When Evils Are Not Shunned From A Religious Principle

Passages from Divine Providence ~ Emanuel Swedenborg
Evils in the external man can be put away only by man's instrumentality, because it is of the Lord's Divine providence that whatever man hears, sees, thinks, wills, speaks, and does, seems to him to be wholly his own. Without this appearance there could be in man no reception of Divine truth, no determination towards doing good, no appropriation of love and wisdom or of charity and faith, and therefore no conjunction with the Lord, consequently no reformation and regeneration and thus salvation. Without this appearance repentance from sins, and faith even, are evidently impossible. It is also evident that without this appearance a man would not be a man, but would be devoid of natural life like a beast. Let any one who will consult his reason and see, when a man thinks about good and truth, spiritual, moral, or civil, whether there is any other appearance than that he thinks from himself; let him then accept this doctrinal, that everything good and true is from the Lord and nothing from man; and will he not acknowledge this consequence, that man must do good and think truth as if of himself, and yet must acknowledge that he does it from the Lord; and furthermore, that man must put away evils as if of himself and yet must acknowledge that he does it from the Lord?

Many are not aware that they are in evils, inasmuch as they do not do them outwardly because they fear the civil laws and the loss of reputation, and thus from custom and habit fall into the way of shunning evils as detrimental to their honor and profit. But when evils are not shunned from a religious principle, on the ground that they are sins and antagonistic to God, the lusts of evil with their enjoyments still remain, like impure waters confined and stagnant. Let such examine their thoughts and intentions, and they will find these lusts, provided they know what sins are.

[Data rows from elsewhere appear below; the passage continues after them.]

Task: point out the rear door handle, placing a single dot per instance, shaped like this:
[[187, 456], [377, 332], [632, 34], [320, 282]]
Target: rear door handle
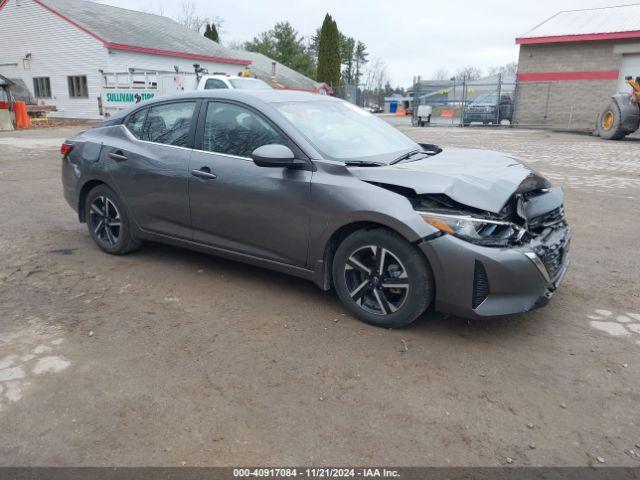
[[118, 156], [204, 172]]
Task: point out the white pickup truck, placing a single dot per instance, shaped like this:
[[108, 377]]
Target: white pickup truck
[[211, 82], [124, 89]]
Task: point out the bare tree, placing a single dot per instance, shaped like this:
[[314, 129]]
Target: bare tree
[[468, 73], [190, 18], [235, 45], [441, 74]]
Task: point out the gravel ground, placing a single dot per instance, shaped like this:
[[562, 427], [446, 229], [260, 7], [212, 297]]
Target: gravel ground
[[169, 357]]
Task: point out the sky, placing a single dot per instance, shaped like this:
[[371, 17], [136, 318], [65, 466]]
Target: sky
[[411, 37]]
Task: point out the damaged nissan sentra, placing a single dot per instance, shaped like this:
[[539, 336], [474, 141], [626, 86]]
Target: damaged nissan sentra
[[315, 187]]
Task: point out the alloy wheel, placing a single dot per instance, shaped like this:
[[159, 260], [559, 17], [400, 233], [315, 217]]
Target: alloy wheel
[[105, 221], [376, 280]]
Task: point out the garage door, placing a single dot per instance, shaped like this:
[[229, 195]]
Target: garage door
[[630, 66]]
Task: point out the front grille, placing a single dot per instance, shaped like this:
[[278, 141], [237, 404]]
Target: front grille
[[539, 223], [480, 285], [553, 262]]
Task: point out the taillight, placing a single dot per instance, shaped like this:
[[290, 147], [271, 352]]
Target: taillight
[[65, 149]]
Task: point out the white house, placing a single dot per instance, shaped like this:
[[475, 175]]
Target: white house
[[61, 48]]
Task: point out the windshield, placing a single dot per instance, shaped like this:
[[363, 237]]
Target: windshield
[[248, 83], [342, 131]]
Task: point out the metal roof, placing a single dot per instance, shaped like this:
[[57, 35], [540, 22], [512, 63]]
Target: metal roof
[[589, 24], [124, 29]]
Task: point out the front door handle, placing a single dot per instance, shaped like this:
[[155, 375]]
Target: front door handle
[[204, 172], [118, 156]]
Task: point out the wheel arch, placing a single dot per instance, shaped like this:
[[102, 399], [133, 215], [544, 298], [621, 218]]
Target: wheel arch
[[336, 238], [84, 192]]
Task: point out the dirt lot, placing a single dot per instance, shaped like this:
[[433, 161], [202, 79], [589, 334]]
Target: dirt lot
[[169, 357]]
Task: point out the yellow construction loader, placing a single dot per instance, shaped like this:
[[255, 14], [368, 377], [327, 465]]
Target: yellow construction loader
[[621, 116]]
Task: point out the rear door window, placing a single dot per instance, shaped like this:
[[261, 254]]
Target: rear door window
[[214, 83], [135, 123], [235, 130], [169, 124]]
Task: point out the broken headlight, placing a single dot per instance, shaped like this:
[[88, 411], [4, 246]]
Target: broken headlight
[[483, 231]]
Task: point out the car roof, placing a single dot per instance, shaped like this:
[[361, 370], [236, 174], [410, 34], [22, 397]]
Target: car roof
[[251, 97], [248, 96]]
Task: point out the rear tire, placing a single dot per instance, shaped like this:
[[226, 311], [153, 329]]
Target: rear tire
[[609, 124], [108, 222], [382, 279]]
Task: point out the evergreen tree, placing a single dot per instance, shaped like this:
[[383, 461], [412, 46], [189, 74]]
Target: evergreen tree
[[329, 52], [211, 32]]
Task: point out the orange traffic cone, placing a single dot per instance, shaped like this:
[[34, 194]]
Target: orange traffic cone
[[22, 117]]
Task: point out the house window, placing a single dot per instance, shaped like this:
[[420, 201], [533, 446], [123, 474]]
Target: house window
[[78, 86], [42, 87]]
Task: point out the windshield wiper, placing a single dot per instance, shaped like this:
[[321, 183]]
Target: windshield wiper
[[407, 156], [362, 163]]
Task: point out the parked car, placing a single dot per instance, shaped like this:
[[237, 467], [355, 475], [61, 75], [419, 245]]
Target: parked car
[[222, 81], [423, 115], [316, 187], [489, 109]]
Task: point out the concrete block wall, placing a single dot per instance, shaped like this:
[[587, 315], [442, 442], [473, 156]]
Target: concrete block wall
[[566, 104]]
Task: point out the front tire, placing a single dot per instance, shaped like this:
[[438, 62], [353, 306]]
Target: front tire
[[609, 124], [382, 279], [108, 222]]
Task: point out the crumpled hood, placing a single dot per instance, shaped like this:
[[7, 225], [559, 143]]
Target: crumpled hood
[[478, 178]]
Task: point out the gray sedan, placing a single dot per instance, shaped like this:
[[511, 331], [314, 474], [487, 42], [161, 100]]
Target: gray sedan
[[315, 187]]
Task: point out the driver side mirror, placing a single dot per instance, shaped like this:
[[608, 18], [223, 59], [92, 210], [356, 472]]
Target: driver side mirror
[[274, 155]]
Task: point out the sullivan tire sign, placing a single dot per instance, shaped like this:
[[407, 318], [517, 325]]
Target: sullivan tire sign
[[126, 97]]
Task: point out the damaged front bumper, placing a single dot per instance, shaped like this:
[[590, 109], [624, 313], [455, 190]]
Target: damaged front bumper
[[474, 281]]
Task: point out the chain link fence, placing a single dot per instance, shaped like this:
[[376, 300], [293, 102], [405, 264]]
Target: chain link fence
[[463, 102]]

This is the state of many who have confirmed themselves in faith separate from charity, who, believing that the law does not condemn them, do not even think about sins; and some question whether there are any sins in them, or if there are, whether they are sins before God, since they have been pardoned. In a like state also are natural moralists, who believe that civil and moral life with its prudence accomplishes everything and Divine providence nothing. Such also are those who strive with great eagerness after a reputation and name for honesty and sincerity for the sake of honor or gain. But those who are of this character, and who have also despised religion, become after death spirits of lusts, appearing to themselves as if they were men, but to others at a distance like treacherous forms (priapi); and like birds of night they see in the dark and not in the light.